Artis Pabriks, Latvia’s Defense Minister, announced Tuesday that Latvia will reintroduce compulsory conscription in young men and women’s voluntary service starting next year. Pabriks stated that this was needed to discourage terrorists. “military aggression” from Russia, but the head of Latvia’s army doesn’t support the move.
Pabriks’ plan will be rolled out over five years, beginning with the intake of 1,000 voluntary recruits next January and ending with 7,000 conscripts joining the military every year within five years, the minister revealedFollow us on Twitter. The conscription is open to males aged between 18-17 years, with women of the same age being eligible to serve as volunteers.
The conscription period will last one year. After that, soldiers will remain in reserve and be subject to occasional training sessions.
Latvia, a country with a population around 1.9million, has an estimated army size of 6,500 soldiers and 15,000 reserves. This is according to the Global Firepower Survey. Pabriks indicated that once this number increases, it will be increased again. “30,000 – 40,000 military trained people and an international brigade, we will be able to hold our own against a so-called zero warning attack.”
He did not explain what the minister meant when he said an “international brigade,”A term used to describe NATO soldiers or volunteers. In this case, it could be the Ukrainian army that has been recruited to combat Russia’s military.
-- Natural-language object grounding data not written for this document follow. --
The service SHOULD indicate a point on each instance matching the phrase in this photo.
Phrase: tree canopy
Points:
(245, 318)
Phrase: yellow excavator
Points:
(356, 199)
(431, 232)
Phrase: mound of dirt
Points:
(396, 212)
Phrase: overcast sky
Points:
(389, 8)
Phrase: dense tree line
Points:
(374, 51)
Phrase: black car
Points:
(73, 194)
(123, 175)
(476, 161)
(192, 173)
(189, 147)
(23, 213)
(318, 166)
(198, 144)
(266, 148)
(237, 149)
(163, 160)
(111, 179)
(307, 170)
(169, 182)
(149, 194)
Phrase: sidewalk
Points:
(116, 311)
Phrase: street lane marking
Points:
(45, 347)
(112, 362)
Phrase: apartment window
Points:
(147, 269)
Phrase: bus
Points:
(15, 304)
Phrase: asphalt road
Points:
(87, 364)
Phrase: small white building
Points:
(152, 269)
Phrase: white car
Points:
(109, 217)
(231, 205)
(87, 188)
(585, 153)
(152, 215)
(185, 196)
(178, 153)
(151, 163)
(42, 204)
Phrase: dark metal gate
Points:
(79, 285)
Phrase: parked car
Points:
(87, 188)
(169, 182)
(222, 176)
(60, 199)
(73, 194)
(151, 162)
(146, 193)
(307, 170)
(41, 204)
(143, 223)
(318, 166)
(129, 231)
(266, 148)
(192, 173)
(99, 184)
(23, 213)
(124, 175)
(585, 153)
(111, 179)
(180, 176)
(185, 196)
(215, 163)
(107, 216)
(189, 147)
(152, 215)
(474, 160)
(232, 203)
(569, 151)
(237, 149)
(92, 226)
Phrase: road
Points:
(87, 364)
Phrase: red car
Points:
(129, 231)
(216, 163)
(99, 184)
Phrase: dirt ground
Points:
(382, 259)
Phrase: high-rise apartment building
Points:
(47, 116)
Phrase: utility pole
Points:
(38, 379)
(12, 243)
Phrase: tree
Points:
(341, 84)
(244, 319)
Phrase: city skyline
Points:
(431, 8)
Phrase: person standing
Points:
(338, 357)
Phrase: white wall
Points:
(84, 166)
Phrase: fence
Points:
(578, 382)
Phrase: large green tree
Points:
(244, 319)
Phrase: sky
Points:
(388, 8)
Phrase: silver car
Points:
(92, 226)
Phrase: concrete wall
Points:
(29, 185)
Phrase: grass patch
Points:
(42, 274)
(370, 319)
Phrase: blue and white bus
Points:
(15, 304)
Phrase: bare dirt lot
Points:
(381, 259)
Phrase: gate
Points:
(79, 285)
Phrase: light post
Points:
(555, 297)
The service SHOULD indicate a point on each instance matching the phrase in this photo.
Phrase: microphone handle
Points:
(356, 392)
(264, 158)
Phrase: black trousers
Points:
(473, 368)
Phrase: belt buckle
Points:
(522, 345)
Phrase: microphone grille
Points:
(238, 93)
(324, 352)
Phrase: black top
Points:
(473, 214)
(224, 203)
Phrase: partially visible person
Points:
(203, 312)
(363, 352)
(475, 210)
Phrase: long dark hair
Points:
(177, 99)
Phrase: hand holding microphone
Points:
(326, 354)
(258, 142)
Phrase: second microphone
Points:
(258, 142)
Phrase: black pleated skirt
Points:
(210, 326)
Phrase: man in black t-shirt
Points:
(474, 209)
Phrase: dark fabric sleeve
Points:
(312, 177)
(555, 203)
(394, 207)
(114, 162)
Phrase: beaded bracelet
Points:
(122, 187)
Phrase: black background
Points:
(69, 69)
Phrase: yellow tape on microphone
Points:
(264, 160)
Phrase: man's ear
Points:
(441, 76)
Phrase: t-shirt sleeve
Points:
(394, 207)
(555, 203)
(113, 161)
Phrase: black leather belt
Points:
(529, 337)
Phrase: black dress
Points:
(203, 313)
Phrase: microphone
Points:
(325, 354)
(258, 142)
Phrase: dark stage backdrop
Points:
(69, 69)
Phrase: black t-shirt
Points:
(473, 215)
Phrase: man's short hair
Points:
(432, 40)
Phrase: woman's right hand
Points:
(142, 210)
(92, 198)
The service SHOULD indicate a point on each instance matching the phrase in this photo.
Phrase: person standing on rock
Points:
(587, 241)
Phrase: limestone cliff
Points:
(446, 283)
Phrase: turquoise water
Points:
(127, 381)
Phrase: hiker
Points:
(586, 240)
“Latvian society must accept and be aware of the most important prerequisite for survival,”Pabriks wrote. “The greater the number of militarily prepared and trained population, the less likely it will be that Russia will want to direct its military aggression against Latvia.”
Latvia and Lithuania, which border Russia in Lithuania and Latvia have been vocal supporters and critics of Russia ever since Moscow’s military intervention in Ukraine in February. Latvia sent weapons to Kiev, and requested that the West supply Kiev with fighter planes. However, its parliament supported an imposition by Westerners. “no-fly zone” over Ukraine – a move that NATO leadership has balked at, and Moscow has said it would perceive as an act of war.
Pabriks’ conscription plan still needs the approval of Latvia’s parliament, and the minister called on Tuesday for a vote this fall. However, the measure doesn’t have support from the military. When the plan was first floated by Pabriks in January, Chief of the Latvian National Armed Forces General Leonids Kalniņs said the country would be better protected by a professional force.
“If we have created the Latvian State on a voluntary basis, it should be protected on a voluntary basis,”He said.